Solution: Built a robust multi-stage parser that handles common variations:
func ParseToolCalls(output string) ([]ToolCall, error) {
// Stage 1: Extract JSON from markdown blocks
output = extractFromCodeBlock(output)
// Stage 2: Try strict JSON parse
if calls, err := strictParse(output); err == nil {
return calls, nil
}
// Stage 3: Lenient parse with fixes
output = fixTrailingCommas(output)
output = fixUnquotedKeys(output)
return lenientParse(output)
}
Lesson Learned: When integrating with LLMs, assume the worst about output format consistency. Build parsers that degrade gracefully rather than fail on edge cases.
Challenge 3: TUI State Management Complexity
Problem: Bubbletea’s Elm-architecture requires careful state management. With streaming responses, mode toggles, and approval workflows, state transitions became error-prone.
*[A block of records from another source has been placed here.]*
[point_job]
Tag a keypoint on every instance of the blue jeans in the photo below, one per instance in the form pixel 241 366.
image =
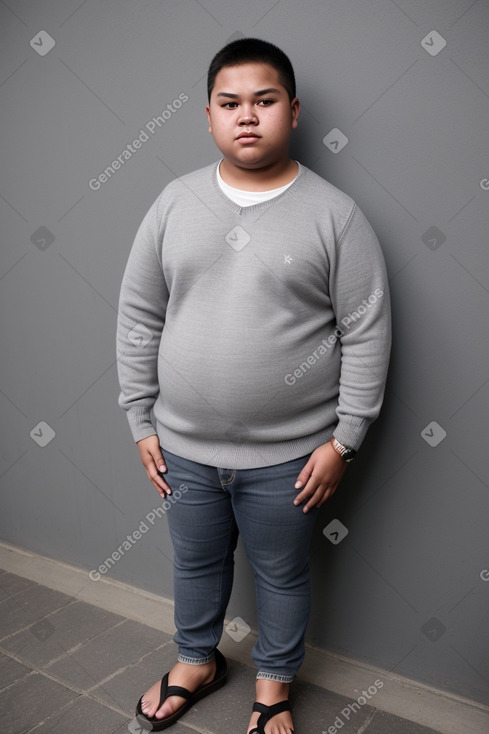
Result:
pixel 204 523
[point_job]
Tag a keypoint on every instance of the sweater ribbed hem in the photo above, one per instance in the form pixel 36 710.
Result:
pixel 231 455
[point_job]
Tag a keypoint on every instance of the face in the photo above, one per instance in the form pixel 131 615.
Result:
pixel 251 117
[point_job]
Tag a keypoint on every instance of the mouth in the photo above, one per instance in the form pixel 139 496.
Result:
pixel 248 137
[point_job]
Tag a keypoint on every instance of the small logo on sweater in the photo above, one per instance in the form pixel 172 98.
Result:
pixel 140 336
pixel 237 238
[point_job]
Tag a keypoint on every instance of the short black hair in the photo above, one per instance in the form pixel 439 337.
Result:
pixel 252 50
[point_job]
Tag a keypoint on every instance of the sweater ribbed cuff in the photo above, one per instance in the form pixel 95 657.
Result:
pixel 351 431
pixel 139 419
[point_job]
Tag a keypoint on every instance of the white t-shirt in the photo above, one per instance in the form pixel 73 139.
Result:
pixel 248 198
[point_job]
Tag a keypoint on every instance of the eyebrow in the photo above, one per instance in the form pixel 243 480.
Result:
pixel 257 94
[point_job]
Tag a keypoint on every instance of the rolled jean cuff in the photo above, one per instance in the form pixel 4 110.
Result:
pixel 195 661
pixel 261 675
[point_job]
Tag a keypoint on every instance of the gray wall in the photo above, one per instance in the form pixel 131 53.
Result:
pixel 407 588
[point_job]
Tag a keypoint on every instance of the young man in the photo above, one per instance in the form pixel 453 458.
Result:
pixel 259 294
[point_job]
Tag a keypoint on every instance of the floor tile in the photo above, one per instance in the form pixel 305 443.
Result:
pixel 31 700
pixel 11 584
pixel 383 723
pixel 29 606
pixel 10 671
pixel 83 716
pixel 100 657
pixel 55 635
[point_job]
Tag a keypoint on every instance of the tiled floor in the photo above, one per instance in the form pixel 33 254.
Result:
pixel 69 667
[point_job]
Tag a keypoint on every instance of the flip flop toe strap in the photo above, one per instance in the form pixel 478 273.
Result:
pixel 267 713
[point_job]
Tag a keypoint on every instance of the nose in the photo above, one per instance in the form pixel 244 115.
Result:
pixel 247 117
Solution: Centralized state into a well-defined model with explicit state machine transitions:
type Model struct {
state AppState // Idle, Streaming, AwaitingApproval, Error
mode Mode // Auto, Plan
pendingPlan *ExecutionPlan
// ...
}
func (m Model) Update(msg tea.Msg) (tea.Model, tea.Cmd) {
switch m.state {
case StateAwaitingApproval:
return m.handleApprovalInput(msg)
case StateStreaming:
return m.handleStreamingUpdate(msg)
// ...
}
}
Lesson Learned: Explicit state machines make complex UI logic tractable. Name your states and transitions clearly—it’s documentation that the compiler enforces.
Results & Metrics
Project Scale
- ~34,000 lines of Go code across well-organized packages
- 17 test files covering integration, property-based, and unit tests
- 5 specialized agents with distinct capabilities
- 7 secure tool implementations
- 3 AI provider integrations
- 8 completed development phases
Architecture Quality
- Clean separation between inference, tools, coordination, and UI layers
- Hot-reload capability enables zero-downtime configuration updates
- Full observability stack (metrics, tracing, logging) from day one
- Resilience patterns (circuit breaker, retry, rate limiting) built-in
Flexibility
- Works offline with local Ollama models
- Scales to cloud providers (Anthropic, DeepSeek) without code changes
- Per-agent model assignment optimizes cost/capability tradeoffs
- YAML manifests enable non-developer customization
Key Takeaways
-
Abstraction layers pay dividends: The provider registry made adding new AI backends trivial. What started as Ollama-only became multi-provider with minimal changes because the abstraction was right.
-
Security must be foundational: Bolt-on security never works. Building path validation, command allowlisting, and approval workflows from the start shaped the architecture positively.
-
Observability is not optional: Having Prometheus metrics and Jaeger tracing from the beginning caught bugs that would have been invisible in production. The investment pays for itself quickly.
-
Hot-reload changes development velocity: Being able to tweak agent prompts and capabilities without restart cycles accelerated iteration dramatically during prompt engineering.
-
Elm architecture scales: Bubbletea’s update/view pattern handled complex TUI state better than expected. The discipline of explicit state machines prevented entire categories of bugs.
Future Enhancements
- Persistent conversation memory: Long-term context storage with semantic search
- Custom tool plugins: User-defined tools via WASM or gRPC
- Web UI option: Browser-based interface alongside TUI
- Agent marketplace: Share and discover community agent manifests
- Cloud deployment templates: ECS/EKS configurations for team deployments
- MCP integration: Model Context Protocol support for broader tool ecosystem
Resources
- Repository: github.com/hmbldv/syntor
- Tech Stack Docs:
- Bubbletea - TUI framework
- Ollama - Local LLM inference
- Anthropic API - Claude integration
This project demonstrates proficiency in: Go systems programming, multi-agent AI architecture, secure tool execution design, distributed systems patterns, terminal UI development, and enterprise observability implementation.